I've heard of Skip Graphs ( http://www.google.com/search?ie=UTF-8&oe=UTF-8&sourceid=navclient&gfns=1&q=skip+graphs ), a probabilistic graph structure that is - as far as I know - already in use in some peer-to-peer applications.
These graphs are kind of self-organizing and their goal is to achieve a good connectivity and a small diameter. There is a distributed algorithm that tries to achieve such graphs: http://www14.informatik.tu-muenchen.de/personen/jacob/Publications/podc09.pdf
The graph size is in the billions of nodes, and tens of billions of vertices.

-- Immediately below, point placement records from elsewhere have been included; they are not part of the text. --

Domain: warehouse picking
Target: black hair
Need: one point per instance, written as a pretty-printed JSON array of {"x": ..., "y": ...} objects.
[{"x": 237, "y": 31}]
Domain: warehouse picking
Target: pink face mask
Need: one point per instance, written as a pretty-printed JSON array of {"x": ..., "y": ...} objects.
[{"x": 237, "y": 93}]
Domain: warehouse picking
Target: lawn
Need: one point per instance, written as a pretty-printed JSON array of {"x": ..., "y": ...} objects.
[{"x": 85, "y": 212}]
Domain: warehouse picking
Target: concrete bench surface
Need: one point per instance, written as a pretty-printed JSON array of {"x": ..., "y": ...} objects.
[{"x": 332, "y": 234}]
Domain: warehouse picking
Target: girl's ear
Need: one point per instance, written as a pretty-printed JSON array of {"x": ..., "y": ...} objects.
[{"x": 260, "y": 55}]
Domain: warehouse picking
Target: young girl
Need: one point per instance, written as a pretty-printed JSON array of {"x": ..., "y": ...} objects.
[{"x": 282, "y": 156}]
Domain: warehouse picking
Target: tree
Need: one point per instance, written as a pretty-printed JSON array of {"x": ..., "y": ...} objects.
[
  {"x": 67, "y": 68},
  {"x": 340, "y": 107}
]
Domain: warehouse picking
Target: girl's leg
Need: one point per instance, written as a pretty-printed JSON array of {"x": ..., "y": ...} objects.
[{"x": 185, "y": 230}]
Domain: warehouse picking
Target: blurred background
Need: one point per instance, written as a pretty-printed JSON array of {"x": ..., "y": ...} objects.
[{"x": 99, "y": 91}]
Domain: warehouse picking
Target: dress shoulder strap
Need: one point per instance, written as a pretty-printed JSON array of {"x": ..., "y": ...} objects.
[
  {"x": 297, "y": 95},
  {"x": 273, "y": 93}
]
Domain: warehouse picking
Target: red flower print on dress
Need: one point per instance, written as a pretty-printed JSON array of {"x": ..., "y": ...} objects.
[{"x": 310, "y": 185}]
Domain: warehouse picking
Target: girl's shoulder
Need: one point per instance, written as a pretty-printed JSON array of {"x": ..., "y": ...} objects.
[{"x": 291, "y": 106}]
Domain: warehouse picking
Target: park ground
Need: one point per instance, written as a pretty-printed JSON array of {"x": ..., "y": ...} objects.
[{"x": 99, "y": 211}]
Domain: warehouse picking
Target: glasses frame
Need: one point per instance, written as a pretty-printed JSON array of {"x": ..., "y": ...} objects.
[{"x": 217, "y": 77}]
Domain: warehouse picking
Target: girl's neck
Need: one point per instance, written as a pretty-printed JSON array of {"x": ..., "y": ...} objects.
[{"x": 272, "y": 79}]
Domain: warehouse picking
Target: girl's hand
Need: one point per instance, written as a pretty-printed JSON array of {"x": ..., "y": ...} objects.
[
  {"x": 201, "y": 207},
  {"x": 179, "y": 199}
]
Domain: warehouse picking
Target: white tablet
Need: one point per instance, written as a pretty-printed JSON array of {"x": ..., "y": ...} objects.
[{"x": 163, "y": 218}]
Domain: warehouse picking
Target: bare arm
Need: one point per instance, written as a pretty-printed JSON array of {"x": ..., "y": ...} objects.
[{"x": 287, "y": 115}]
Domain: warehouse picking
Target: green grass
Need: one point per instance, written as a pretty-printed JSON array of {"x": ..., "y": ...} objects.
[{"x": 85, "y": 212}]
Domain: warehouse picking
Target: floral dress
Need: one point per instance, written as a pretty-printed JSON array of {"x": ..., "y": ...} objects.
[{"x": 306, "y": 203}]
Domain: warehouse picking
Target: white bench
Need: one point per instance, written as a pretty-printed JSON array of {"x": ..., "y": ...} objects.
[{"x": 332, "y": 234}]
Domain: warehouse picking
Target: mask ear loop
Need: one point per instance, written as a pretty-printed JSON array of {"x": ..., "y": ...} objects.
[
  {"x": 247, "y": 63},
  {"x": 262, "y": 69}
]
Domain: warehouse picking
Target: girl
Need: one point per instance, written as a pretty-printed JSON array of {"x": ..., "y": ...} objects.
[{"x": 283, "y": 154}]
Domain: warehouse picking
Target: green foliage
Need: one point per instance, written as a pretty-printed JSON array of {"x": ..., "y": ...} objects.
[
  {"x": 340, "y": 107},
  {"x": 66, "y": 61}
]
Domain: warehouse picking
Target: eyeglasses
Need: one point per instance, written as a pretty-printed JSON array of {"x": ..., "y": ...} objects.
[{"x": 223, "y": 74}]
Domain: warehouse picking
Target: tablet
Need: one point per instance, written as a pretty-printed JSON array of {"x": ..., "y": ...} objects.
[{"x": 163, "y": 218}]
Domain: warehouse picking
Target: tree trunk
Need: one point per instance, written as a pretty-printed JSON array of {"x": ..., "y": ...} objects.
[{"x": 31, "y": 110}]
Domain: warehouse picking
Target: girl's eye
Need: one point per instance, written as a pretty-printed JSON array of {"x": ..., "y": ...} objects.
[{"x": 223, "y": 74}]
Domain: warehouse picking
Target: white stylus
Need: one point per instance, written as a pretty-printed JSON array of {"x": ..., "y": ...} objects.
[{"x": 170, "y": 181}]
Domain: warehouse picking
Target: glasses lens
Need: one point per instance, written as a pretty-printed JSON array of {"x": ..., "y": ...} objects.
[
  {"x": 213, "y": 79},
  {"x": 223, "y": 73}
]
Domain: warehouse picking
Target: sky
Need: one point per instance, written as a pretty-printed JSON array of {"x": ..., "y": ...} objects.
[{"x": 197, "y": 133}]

It will store webpages urls, and links between webpages and it will be used for testing ranking algorithms.
Any language is fine but java is prefered.
Solutions i found so far:
neo4j
storing in sorted flat files
Yes, i have already read Best Way to Store/Access a Directed Graph.
Update
The data can be distributed on multiple computers and does not need to be fully in-memory.
Depending on your implementation, another solution could be Terracotta. I think supports object graphs of this magnitude using a distributed virtual heap.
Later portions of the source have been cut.